A DUBLIN-WIDE garda operation aimed at burglars has brought more than 5,000 arrests but just a fifth of these resulted in convictions.
Operation Acer was launched in March 2012 to specifically target criminals involved in burglary and theft in the capital.
Figures published by the Minister for Justice Frances Fitzgerald show that the operation has led to 5,389 arrests and 2,746 charges for burglary were brought.
However the clampdown has led to just 1,087 convictions for burglary in the Dublin area as of February this year.
According to the Minister, Operation Acer is complimented by Operation Creeper which sees burglary suspects placed under surveillance. Both are linked to Operation Fiacla, the national campaign to stamp out burglaries.

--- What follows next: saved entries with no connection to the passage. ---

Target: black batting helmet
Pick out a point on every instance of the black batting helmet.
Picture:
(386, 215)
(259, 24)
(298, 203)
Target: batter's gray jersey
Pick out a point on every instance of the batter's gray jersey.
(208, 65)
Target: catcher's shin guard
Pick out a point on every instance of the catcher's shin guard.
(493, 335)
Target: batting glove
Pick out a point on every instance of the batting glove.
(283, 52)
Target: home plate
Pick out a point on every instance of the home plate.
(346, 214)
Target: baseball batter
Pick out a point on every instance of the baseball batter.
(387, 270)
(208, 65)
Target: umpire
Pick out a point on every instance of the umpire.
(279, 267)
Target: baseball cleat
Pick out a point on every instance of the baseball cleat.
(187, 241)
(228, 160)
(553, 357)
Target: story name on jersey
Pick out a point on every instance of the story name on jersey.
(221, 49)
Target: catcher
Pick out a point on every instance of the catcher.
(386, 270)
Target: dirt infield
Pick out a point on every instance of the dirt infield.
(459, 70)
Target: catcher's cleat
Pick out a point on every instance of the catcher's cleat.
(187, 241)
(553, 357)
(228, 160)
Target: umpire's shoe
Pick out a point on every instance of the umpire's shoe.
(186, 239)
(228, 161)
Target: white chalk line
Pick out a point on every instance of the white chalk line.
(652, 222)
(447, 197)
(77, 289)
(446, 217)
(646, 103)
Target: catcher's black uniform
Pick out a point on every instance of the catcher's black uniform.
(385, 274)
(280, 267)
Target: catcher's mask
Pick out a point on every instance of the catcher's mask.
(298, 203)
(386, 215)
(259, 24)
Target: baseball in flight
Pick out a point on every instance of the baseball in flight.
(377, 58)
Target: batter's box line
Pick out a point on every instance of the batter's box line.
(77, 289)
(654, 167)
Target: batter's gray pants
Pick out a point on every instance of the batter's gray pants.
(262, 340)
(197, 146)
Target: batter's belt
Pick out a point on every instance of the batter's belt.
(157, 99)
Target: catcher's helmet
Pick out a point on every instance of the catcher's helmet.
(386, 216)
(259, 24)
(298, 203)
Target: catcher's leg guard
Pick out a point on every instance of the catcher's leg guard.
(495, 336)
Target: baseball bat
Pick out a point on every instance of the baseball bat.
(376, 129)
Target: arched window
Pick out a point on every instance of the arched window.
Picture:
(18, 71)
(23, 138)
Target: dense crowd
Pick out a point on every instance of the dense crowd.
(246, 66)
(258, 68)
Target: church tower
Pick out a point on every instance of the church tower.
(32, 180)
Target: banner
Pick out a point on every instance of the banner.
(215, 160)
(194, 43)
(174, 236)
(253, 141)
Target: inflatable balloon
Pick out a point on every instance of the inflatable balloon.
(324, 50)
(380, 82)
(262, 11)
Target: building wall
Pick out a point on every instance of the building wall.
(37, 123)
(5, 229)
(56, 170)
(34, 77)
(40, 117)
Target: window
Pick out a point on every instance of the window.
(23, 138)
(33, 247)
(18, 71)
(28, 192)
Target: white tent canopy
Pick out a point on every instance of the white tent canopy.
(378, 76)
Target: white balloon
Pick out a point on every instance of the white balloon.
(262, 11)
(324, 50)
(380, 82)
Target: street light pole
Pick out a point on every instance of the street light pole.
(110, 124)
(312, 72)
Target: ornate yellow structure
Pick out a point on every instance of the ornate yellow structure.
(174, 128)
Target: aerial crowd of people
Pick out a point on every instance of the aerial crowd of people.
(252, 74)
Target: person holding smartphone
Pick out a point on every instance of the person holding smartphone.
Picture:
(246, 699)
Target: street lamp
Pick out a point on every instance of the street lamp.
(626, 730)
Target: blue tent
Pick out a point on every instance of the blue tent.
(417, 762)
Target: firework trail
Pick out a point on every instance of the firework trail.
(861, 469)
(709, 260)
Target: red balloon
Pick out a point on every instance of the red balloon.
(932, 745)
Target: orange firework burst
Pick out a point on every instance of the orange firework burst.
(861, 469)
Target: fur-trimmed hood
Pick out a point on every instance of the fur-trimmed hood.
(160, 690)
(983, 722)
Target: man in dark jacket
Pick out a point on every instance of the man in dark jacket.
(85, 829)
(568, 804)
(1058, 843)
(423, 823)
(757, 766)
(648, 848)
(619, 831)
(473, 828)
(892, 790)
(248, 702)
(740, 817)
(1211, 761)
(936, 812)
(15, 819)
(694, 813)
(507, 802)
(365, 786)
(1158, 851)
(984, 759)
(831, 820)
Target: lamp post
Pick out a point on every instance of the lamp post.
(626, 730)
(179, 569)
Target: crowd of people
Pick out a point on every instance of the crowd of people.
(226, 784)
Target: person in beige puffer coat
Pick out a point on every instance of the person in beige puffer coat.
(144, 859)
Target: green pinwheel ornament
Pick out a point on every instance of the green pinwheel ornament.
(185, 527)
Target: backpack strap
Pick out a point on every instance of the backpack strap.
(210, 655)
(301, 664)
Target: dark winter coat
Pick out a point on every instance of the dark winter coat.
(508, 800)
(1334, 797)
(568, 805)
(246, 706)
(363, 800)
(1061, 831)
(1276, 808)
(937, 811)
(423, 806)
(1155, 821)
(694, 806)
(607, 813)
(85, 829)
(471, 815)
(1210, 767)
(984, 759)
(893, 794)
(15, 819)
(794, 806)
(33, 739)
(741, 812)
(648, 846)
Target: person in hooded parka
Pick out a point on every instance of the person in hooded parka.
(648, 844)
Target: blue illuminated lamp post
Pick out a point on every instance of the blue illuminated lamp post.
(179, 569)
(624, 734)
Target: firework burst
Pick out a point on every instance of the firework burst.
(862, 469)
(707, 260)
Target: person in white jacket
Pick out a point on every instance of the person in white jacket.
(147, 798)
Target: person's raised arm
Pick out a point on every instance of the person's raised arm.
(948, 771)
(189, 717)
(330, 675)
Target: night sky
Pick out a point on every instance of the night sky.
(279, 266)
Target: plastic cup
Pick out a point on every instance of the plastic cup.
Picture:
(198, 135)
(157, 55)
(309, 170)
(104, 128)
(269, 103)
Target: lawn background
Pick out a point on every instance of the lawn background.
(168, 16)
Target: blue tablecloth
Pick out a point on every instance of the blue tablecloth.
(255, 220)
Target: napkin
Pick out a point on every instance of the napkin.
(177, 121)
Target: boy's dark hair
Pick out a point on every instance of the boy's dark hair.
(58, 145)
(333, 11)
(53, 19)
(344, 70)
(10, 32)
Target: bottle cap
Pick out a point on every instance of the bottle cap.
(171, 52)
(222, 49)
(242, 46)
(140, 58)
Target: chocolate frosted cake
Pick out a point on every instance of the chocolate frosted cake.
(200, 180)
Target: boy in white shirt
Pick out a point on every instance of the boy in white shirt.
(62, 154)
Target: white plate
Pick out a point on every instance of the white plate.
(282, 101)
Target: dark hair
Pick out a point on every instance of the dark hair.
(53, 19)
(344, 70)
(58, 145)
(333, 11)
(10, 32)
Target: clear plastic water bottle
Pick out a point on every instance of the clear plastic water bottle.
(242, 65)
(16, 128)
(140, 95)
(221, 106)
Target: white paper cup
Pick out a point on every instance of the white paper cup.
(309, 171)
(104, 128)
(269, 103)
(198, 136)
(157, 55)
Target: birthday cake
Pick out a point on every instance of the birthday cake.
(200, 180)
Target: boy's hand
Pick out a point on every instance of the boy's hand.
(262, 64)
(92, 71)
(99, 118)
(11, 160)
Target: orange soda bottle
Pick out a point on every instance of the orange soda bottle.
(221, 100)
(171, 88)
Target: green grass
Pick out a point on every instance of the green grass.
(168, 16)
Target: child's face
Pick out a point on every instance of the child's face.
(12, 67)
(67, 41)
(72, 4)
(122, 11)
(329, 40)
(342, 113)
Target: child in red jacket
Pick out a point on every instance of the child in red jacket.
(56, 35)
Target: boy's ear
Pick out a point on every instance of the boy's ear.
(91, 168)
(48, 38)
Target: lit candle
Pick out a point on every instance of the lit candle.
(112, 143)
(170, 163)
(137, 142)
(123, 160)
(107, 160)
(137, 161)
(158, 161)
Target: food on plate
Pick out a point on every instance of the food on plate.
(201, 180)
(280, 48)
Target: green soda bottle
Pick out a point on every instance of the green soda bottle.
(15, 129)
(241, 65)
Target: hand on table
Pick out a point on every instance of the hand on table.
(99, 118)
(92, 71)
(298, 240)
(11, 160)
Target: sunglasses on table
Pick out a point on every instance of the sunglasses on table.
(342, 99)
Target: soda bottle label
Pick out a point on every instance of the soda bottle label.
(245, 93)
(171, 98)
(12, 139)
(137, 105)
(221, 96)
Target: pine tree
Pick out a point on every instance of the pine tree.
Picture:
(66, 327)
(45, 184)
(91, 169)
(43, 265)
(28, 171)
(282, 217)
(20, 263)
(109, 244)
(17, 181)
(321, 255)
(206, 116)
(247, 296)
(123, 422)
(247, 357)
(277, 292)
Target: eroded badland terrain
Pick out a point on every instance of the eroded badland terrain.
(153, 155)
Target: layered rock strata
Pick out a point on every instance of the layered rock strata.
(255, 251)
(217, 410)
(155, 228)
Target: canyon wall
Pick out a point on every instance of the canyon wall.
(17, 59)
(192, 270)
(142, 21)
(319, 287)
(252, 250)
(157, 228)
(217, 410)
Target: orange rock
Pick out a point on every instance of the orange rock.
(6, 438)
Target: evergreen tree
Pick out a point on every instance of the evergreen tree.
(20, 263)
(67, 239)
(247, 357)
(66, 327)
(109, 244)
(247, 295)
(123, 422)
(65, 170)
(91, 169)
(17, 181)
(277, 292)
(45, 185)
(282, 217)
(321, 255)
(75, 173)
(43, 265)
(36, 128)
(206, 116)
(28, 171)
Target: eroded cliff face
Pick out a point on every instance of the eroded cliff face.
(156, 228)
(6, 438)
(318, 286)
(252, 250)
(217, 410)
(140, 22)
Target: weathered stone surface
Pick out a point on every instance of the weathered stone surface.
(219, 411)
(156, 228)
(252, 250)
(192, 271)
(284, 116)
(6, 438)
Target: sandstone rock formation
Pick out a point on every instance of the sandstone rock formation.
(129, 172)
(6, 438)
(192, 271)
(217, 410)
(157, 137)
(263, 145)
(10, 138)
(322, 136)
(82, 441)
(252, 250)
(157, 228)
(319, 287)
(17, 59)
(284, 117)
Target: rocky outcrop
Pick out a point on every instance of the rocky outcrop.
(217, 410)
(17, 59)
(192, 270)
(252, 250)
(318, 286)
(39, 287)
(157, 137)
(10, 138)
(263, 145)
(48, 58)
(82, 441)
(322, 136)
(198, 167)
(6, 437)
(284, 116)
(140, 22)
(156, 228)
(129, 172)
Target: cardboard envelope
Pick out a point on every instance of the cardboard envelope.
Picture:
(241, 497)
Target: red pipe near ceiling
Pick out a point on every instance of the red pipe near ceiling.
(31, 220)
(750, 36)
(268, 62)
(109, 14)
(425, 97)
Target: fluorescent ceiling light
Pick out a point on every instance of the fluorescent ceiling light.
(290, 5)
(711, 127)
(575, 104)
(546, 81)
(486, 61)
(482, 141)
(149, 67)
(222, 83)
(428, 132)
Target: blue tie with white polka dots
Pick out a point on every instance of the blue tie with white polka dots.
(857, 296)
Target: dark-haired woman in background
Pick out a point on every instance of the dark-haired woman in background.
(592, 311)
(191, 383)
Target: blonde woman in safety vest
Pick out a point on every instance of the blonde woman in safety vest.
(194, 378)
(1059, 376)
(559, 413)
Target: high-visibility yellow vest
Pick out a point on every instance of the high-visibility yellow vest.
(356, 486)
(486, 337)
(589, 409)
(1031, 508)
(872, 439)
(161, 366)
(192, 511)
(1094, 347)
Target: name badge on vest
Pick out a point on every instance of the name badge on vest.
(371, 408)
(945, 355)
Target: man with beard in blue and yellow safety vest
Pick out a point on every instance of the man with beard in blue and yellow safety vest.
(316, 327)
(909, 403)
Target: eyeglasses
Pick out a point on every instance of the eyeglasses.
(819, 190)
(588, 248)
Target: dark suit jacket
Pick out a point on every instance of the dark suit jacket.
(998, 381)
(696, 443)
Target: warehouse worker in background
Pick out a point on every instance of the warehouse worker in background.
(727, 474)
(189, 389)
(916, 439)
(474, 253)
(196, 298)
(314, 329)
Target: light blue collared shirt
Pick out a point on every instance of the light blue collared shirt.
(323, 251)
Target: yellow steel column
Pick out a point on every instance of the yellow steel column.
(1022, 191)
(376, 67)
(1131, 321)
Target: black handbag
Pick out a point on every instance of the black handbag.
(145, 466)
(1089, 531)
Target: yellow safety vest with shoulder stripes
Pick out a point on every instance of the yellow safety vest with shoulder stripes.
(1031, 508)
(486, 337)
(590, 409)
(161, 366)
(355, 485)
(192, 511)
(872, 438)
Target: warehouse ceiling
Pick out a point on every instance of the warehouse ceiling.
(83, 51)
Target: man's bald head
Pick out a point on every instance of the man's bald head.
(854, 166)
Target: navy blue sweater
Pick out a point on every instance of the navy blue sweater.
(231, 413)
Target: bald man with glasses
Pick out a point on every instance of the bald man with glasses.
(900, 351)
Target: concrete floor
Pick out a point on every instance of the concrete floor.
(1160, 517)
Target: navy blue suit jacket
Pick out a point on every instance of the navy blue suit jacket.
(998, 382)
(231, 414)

The Department of Justice is currently carrying out “a broader and urgent review of the criminal justice system’s response to the problem of burglaries” according to the Minister.
Funding is also being made available for “specialised vehicles” to support gardai responding to crimes being committed by highly mobile gangs.
According to gardai, operations such as Acer “use advanced analytical and intelligence methods to disrupt criminals and dismantle their networks”, are part of a new type of operation being rolled out in recent years.
The information about the garda operation was provided in response to a parliamentary question concerning the shorter opening hours in Terenure Garda station.
In the vicinity of the south Dublin station burglaries had spiked by 24pc compared to last year.
There are 90 gardai attached to the station which is open to the public between 7am and 9pm. Out of hours calls are directed to the nearby Rathmines station.